This is fantastic work. I believe learning to write a compiler is similar to lea...

shakna · on Jan 8, 2020

> I'm curious why BNF was chosen vs EBNF. I'm new to parsers and grammar. Isn't EBNF easier/simpler to write complex rules?

I can't speak to the specific reasons the OP chose, but I can speak to generalities.

Generally speaking, every parser engine out there that supports EBNF supports different extensions of EBNF [+]. They aren't portable from one to another, and that can lock you in. So if you get frustrated with the engine at some point and want to ditch it, it becomes harder to.

BNF does make it harder to write complex rules, but if your goal is a self-hosted compiler, like this one appears to be, you might use BNF for the host compiler, and then choose something more expressive now you can use the language you've built.

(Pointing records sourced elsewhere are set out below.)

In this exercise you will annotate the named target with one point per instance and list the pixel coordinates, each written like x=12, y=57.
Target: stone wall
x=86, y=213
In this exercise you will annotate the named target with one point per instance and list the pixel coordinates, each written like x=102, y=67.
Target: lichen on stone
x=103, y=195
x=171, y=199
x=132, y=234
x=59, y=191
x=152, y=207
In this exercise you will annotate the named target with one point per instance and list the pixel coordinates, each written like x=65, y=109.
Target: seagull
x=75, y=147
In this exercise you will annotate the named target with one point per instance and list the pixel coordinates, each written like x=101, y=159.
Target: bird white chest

There are tradeoffs in everything. BNF tends to be faster, and more portable with more documentation. EBNF handles more complex cases, but you might have to learn one specific tool rather than a standard you can use everywhere.

[+] There is an EBNF standard. However, parser/lexer engines still extend it in their own incompatible ways. ISO tried to standardise it, and just ended up adding to the chaos, and now even they don't recommend their own.

chenhan · on Jan 8, 2020

For the curious, the ISO standard is ISO/IEC 14977. It is available here: https://standards.iso.org/ittf/PubliclyAvailableStandards/

Direct link to the standard: https://standards.iso.org/ittf/PubliclyAvailableStandards/s0...

But of course, as shanka commented, it isn't a standard that is followed practically. This is just a demonstration of https://xkcd.com/927/ in real life.

cwzwarich · on Jan 8, 2020

> I'm curious why BNF was chosen vs EBNF.

He wrote a BNF grammar, but his parser is closer to a handwritten parser for an EBNF grammar. Generally speaking, when people write recursive descent parsers by hand in a procedural style, they parse sequences directly rather than using a recursive descent following the grammar.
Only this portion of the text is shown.